Instead, it was just puzzling …

The evening kicked off with the improver’s class. We spent most of the time working on forward ocho technique, initially in an open embrace and then in close embrace.

Most of the time that was working well. I felt like my technique was at least marginally better, with a little more frame and a little less cheating in the feet.

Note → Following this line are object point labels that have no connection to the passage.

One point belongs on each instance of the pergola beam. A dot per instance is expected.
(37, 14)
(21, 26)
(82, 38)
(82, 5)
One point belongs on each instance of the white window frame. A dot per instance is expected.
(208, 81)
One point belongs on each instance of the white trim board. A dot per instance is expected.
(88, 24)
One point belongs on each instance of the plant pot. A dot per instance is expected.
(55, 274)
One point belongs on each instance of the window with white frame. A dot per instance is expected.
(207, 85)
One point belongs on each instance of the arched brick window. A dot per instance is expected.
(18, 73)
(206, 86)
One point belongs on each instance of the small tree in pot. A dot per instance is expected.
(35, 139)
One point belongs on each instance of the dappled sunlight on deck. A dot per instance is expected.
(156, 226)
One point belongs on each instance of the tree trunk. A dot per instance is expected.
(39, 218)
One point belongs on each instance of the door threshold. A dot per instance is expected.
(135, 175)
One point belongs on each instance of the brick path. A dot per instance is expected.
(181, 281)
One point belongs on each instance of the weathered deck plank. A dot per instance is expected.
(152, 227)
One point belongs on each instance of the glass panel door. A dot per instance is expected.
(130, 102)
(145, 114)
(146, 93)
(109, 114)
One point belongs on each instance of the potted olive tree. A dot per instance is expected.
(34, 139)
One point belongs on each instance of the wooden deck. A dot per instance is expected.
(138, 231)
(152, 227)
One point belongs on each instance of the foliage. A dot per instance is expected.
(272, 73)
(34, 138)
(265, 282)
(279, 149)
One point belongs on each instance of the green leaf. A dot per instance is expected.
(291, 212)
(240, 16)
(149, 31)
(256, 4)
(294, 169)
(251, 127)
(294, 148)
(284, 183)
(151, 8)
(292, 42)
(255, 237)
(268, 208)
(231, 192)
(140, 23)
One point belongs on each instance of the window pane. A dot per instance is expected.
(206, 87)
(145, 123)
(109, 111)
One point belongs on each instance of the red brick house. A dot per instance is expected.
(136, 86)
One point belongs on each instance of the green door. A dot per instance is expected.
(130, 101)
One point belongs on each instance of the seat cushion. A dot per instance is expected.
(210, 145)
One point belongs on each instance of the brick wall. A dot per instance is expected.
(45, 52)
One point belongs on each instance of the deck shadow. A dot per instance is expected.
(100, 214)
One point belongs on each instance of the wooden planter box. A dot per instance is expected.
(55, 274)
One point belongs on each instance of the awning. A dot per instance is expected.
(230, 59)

And while last night’s improver figure had left me bamboozled, I did actually manage a very rough-and-ready version of tonight’s one. It was a forward ocho into a sacada while opening to the right and pivoting around my follower to meet her. I did feel that another half an hour’s worth of practice might have taken it to the point where I might have risked it in a milonga, at least with one of my classmates.

Ah yes, the milonga.

The first tanda was promised to a beginner follower from yesterday’s class, who’d never danced in a milonga before. That was an interesting experience, as – having very recently reached the point where I felt I had enough vocabulary to be able to cope when the ronda wasn’t moving – I was suddenly with a follower who didn’t share it.

Just to add to the fun, we were stuck behind a couple from the intermediate class who clearly wanted to practice the moves they’d just learned. They were not only not moving at all, despite a vast space ahead of them, but they were stopping to discuss their progress – while stood in the same spot – and then giving it another go, still without moving forward. There was a crowded inner lane too, so overtaking them wasn’t an option.

So, I did a mix of rebounds while slowly turning, and ochos, but my follower clearly didn’t care or was oblivious to the situation. It was musical, she could follow what I was doing, and was really happy to have had her first tanda in a milonga. And, the navigation frustration aside, I enjoyed it too.

I then danced a vals tanda with, as it happened, one of my followers from last week, M1. So, I love vals; we’d both just come from the same class, so should be able to do some lovely ochos; and I had a great follower. All the ingredients for a great tanda.

No.

I just wasn’t feeling on form. It wasn’t terrible or anything, but I wasn’t feeling the music flow through me. Deciding what to do was an effort, navigation felt like hard work, and some of my leading wasn’t working.

I wasn’t sure that all of the latter was obvious to M1, as she was following what she thought I was leading, and I immediately figured it out each time and went with that, but there were other times when we ended up on the wrong feet, and that must have been obvious.

So at the end of the tanda – which wasn’t disastrous, just an order of magnitude below last week’s ones – I decided it was time to call it a night.

But M2 was also there, and was having none of this. I explained that I wasn’t feeling on form, when M1 declared that we’d just had our best ever dance! I was completely dumbfounded, as we’d had two wonderful tandas last week, and this one had just been ok.

I mean, a follower might say something encouraging in those circumstances, but you wouldn’t say that unless you meant it. I was mystified.

So onto the pista with M2, just as a tanda was coming to a close, and the next was a milonga. Ok. I may not be feeling on form, but milongas are always fun, and the steps are so simple that being on form or not shouldn’t make much difference. Even better, so many people steer clear of milongas that the floor was really empty, so there was lots of space in which to play.

It was fun! Again, it didn’t have the magic of last week, but it was an enjoyable way to end the evening.

So, I was tonight either uninspired and only partially successful in my lead, or a lead who delivered a better dance than last week’s amazing one. I will never understand tango.